Grant Ave. SF, now and 100 years ago

Two weeks ago, on Nov. 15th, I visited San Francisco downtown. It was my first visit to downtown area since the start of the pandemic, and it just happens to be during the week of Asian-Pacific Economic Cooperation (APEC). I decided to trace the route on Grant Ave as described in Max Stern’s 1922 articles The Price of Salmon, which my brother & I re-published as a book last year. Stern was an investigative newspaper reporter who was assigned to join a Chinese gang and sailed to Bristol Bay to work in Wood River salmon cannery — in an effort to expose the dark secret of the salmon canning trade. According to Stern: “Grant Ave is one of the most fascinating streets in the world, for in its short compass of a half mile you can shop in the atmosphere of three civilizations.”

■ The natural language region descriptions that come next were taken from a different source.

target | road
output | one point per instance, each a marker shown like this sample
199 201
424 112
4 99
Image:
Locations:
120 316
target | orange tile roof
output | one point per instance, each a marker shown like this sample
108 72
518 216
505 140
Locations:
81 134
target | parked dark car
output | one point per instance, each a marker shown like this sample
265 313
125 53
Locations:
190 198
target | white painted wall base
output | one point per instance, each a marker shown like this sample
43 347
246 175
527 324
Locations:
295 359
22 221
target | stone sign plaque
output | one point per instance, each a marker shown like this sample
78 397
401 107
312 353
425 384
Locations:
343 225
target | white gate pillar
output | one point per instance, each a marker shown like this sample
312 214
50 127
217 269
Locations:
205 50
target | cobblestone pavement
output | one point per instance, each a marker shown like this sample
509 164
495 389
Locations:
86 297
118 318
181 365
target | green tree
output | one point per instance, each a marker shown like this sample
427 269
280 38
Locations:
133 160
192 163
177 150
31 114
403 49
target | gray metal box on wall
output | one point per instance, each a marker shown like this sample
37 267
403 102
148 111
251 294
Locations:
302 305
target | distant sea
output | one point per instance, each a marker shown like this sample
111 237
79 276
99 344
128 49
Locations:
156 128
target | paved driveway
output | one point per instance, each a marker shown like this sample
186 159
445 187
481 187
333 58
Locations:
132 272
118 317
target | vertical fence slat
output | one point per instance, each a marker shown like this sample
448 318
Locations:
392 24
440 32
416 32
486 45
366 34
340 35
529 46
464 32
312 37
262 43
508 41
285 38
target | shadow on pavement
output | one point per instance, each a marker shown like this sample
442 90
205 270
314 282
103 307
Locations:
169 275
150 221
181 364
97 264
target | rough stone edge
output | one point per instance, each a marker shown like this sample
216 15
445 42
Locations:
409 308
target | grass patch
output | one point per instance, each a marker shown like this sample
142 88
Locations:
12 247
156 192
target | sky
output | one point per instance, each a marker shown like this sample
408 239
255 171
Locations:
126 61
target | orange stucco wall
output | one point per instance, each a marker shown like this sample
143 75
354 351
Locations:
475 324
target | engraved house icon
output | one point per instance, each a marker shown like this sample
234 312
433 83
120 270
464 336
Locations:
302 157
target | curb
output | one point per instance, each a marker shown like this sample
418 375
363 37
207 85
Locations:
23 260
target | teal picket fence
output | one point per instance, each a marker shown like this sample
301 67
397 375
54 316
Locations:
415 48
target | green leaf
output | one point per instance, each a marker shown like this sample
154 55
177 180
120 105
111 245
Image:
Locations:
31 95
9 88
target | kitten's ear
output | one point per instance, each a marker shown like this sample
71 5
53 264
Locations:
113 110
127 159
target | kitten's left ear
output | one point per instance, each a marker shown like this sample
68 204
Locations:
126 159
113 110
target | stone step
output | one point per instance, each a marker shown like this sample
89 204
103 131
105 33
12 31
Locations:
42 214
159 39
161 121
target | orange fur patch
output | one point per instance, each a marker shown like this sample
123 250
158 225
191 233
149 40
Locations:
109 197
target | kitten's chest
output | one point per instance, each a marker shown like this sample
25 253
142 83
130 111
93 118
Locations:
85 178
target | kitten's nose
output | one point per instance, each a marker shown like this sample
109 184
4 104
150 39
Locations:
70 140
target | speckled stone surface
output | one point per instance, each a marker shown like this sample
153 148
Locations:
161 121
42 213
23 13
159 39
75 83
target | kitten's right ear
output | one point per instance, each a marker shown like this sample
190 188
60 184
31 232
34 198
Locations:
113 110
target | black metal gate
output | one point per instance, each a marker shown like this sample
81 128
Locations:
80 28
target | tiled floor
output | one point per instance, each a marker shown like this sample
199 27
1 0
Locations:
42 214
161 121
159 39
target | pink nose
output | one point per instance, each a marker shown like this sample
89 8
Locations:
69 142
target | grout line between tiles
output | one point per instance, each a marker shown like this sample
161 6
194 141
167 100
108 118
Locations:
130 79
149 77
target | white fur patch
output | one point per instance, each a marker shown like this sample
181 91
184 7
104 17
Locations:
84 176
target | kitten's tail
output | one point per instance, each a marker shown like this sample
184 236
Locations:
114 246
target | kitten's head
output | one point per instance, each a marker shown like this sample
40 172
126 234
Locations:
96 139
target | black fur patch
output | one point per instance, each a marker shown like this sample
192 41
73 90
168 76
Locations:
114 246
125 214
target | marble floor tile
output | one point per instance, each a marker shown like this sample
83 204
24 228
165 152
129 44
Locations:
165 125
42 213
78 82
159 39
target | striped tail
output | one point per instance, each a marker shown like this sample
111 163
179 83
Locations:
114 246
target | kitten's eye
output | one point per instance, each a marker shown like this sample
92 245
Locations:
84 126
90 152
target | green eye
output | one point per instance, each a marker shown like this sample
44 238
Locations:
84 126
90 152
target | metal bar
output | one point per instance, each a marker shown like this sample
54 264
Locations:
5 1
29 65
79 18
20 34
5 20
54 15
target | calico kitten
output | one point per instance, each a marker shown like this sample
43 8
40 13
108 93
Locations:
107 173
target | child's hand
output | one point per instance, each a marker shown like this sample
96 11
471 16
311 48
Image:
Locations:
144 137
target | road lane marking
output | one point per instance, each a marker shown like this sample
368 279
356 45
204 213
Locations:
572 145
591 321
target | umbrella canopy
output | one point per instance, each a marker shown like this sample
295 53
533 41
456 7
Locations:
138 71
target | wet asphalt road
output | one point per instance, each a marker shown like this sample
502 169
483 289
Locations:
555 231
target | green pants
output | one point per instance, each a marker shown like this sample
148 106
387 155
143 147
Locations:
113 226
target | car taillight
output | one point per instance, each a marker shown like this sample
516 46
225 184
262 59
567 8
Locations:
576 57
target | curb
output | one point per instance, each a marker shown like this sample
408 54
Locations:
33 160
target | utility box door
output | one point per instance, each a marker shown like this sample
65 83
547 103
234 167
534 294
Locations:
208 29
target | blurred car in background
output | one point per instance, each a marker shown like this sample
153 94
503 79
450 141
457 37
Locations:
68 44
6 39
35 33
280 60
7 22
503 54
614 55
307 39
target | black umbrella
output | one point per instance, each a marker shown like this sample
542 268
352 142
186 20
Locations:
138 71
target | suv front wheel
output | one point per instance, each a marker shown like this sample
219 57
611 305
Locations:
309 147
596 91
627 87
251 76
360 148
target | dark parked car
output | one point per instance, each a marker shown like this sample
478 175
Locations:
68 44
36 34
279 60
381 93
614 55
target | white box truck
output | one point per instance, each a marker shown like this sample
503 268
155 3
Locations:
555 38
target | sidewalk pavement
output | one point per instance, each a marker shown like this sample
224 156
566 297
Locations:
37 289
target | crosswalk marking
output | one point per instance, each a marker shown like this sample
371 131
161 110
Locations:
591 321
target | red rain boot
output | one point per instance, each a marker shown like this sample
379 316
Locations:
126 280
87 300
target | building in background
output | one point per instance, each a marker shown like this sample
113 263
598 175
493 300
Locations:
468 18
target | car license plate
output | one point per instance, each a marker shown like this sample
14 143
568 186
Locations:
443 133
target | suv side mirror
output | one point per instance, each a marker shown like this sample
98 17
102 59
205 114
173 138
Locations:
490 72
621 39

I got off the BART at Powell station and walked up the stairway to the street level exit, and was surprised to be greeted by hundreds of people who were there protesting the visit of Chinese president Xi JinPing. I wove my way through the noisy crowds and headed towards Grant Ave. On Grant Ave., I noticed many name brand stores, some closed, and many with security staff in the front. There were quite a lot of workers/visitors/tourists on the busy street, and the security was visibly tighter including more policemen, and APEC guides. I found the streets nice and clean and no homeless people or tents — it was obvious that the city has done a great job cleaning up for the occasion.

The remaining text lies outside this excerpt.